Il licenziamento per giusta causa è invece riferito a casi più gravi, tanto che in questi casi non è necessario dare al lavoratore un preavviso: come afferma l’art. 2119 c.c., la giusta causa è una causa che non consente la prosecuzione, anche provvisoria, del rapporto.
Con ordinanza n. 1686 del 16/01/2024, la Corte di Cassazione ha chiarito il significato di quest’ultima espressione. Il caso riguardava una lavoratrice licenziata per aver proferito alla responsabile del punto di vendita e in presenza delle colleghe le seguenti parole: “ce l’ho in pugno, ho fotografato dei capi da uomo e dico che li vende”; “queste fotografie sono la mia assicurazione”; “ho vinto, ho vinto”. La lavoratrice, infatti, sosteneva che la responsabile del punto vendita vendesse agli addetti merce capi di abbigliamento non facenti parte del negozio; circostanza appurata come non veritiera.

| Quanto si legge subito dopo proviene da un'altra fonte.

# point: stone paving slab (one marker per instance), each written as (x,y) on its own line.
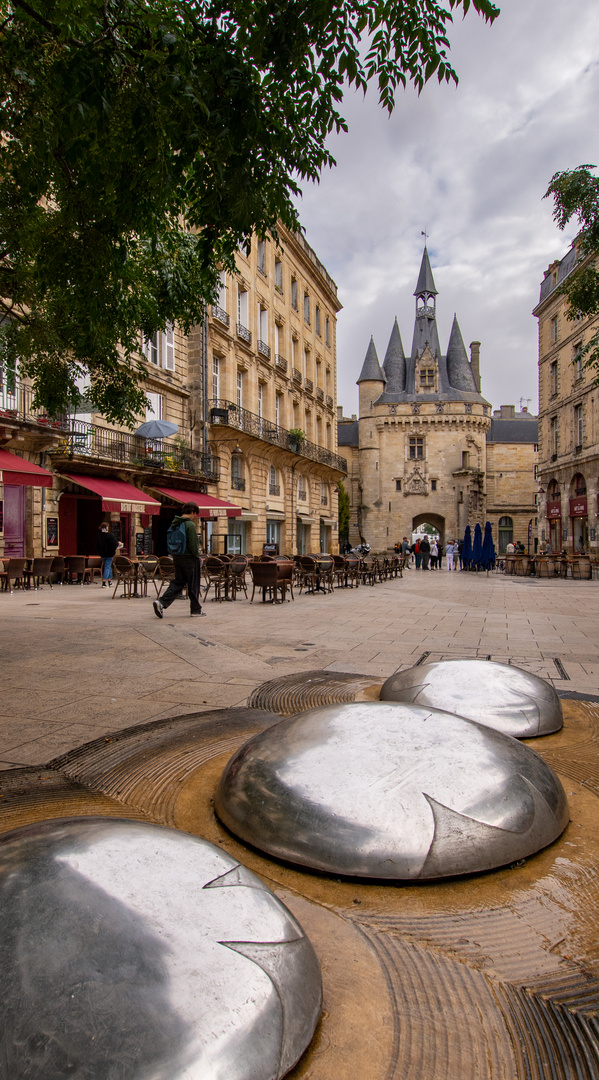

La Corte d’Appello aveva dunque confermato il licenziamento della lavoratrice, in quanto il suo comportamento integrava gli estremi della minaccia grave e dell’insubordinazione. La lavoratrice, invece, sosteneva che le parole proferite non potevano costituire minaccia grave, in quanto non era derivato alcun danno né per la società né per le sue colleghe.
La Cassazione afferma, anzitutto, che è condivisibile qualificare il comportamento della lavoratrice come minaccia grave, ossia manifestazione della volontà di arrecare un danno ingiusto. Ma, ai fini del licenziamento per giusta causa, non è necessario che la condotta di un lavoratore sia inquadrabile in una determinata condotta-tipo: infatti, il concetto di “giusta causa” ha un significato volutamente generico e non sufficientemente preciso, in quanto deve essere adattato a casi concreti che possono essere estremamente diversi tra loro. Per cui, il significato di “giusta causa” verrà interpretato dai giudici di volta in volta a seconda delle peculiarità del caso concerto, prendendo in considerazione le regole morali e di condotta normalmente ritenute applicabili nell’ambiente di lavoro.
La lavoratrice, dunque, era stata licenziata non tanto perché la sua condotta costituiva formalmente minaccia grave, ma perché era nel complesso contraria alle regole dell’etica e del comune vivere civile.
Di conseguenza, la Cassazione rigetta il ricorso della lavoratrice confermando il licenziamento.